Can that really be true? And does it mean that there is no place for rationality in advertising? TV/cinema/video may be perfect for emotion, but what about the other media? Much of the best press or print advertising has a rational message at its core – think of David Ogilvy’s famous Rolls-Royce ad – ‘at 60mph the loudest noise is the clock’. Is online display best for emotion or rational?

Many people – rightly so – classed last Christmas’s Halfords ad as containing an interesting message in a clunky, overly rational, package. Brainjuicer rated it lower on its EiA score than even the Post Office’s shocker, and Tesco’s Wigan Lightshow abomination. Yet last week Halfords announced sales up 6.7 per cent – better than the market expected – over the Christmas period.
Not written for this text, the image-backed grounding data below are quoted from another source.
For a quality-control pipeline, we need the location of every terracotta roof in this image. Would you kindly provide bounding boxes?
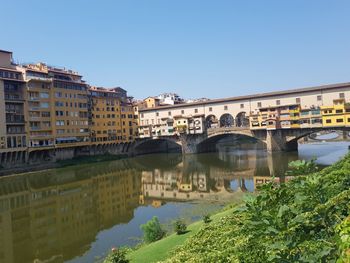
[139,82,350,112]
[0,49,12,54]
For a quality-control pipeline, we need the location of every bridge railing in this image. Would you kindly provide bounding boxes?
[207,126,250,136]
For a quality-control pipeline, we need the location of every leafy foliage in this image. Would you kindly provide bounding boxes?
[173,219,187,235]
[285,158,319,176]
[164,154,350,263]
[104,247,129,263]
[140,216,166,243]
[203,214,211,224]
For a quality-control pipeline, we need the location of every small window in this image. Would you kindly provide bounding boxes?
[194,109,198,113]
[276,100,280,105]
[168,111,171,116]
[296,98,301,103]
[339,93,345,99]
[224,105,228,110]
[240,104,244,109]
[181,110,184,114]
[336,118,344,123]
[141,113,144,118]
[317,95,322,101]
[156,112,159,116]
[209,107,212,112]
[326,119,331,124]
[257,102,262,108]
[336,109,343,113]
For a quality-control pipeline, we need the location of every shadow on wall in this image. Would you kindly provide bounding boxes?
[134,139,182,156]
Computer says rational does work…sometimes

Will Collin, Founding Partner, Naked Communications, on 12 Feb 2015
“The curious thing about supposedly rational propositions in creative briefs is that they often - maybe even usually - lead to creative ideas that work emotionally. The creative idea is not a Trojan horse used to smuggle a sales pitch into the consumer's mind: it's more like an engaging story brought to you by the brand, and the premise of that story centres on the proposition.
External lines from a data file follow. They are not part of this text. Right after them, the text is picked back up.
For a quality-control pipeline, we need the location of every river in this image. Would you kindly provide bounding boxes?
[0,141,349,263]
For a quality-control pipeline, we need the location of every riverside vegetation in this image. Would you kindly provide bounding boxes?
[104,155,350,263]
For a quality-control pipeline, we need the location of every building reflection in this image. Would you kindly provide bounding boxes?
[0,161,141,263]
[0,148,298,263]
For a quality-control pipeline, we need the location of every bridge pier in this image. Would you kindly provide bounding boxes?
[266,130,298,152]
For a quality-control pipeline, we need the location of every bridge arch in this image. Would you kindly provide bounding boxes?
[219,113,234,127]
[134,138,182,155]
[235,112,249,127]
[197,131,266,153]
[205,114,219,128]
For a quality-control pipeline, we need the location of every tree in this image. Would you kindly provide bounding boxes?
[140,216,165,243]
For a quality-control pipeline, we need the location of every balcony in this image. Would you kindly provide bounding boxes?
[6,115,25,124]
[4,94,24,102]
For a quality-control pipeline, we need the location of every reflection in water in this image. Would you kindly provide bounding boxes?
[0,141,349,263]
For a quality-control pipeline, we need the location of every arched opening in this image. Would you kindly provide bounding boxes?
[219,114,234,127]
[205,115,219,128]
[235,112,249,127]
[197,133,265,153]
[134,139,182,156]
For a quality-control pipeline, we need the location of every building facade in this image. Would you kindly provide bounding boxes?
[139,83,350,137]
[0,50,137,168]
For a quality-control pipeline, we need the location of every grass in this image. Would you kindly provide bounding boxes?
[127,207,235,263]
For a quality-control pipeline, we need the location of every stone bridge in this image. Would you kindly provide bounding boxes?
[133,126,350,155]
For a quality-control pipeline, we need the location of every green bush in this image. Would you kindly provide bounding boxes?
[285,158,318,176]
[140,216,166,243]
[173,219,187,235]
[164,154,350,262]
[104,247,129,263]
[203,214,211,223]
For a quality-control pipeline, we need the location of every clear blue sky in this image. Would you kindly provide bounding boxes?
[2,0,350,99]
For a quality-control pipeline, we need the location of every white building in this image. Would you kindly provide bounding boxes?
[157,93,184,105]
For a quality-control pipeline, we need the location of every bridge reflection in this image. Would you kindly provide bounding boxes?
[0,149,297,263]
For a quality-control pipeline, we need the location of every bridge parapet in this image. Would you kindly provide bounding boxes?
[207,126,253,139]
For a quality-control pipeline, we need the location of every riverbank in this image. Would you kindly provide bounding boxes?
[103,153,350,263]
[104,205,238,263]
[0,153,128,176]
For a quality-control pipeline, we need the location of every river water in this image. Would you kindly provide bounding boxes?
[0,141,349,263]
So all the demands made by clients, and efforts made by planners, to distil the most compelling proposition are not futile. The rewards from these efforts don't come in the form of better transmission of a rational sales message, but by staking out the perfect territory in which a more compelling story can be told. ”
Sean Dromgoole, CEO, Some Research, on 28 Jan 2015
“Measuring emotions to two decimal places doesn't feel entirely rational to me.

https://www.youtube.com/watch?v=z8oTLlItoV0 for where its all going. it's about the dialogue.”
Mike Sainsbury, CEO, asi Ltd, on 28 Jan 2015
“Interesting study by Brainjuicer, but I'm not sure the traditional model of TV advertising in the UK is based on rational advertising. My impression is that, at least historically, the divide between the US and UK advertising model was that the former tended to be based on a rational approach (get the message across) whilst in the UK the model was much more based on engaging emotions. Elsewhere, different markets exist somewhere along this continuum with, for example, the German model being closer to the US 'rational' approach and the French closer to the UK's approach. Having said that I sense, following the work done by Robert Heath and others on low engagement processing, that there is increased recognition of the effectiveness of communications that engage the consumer emotionally.”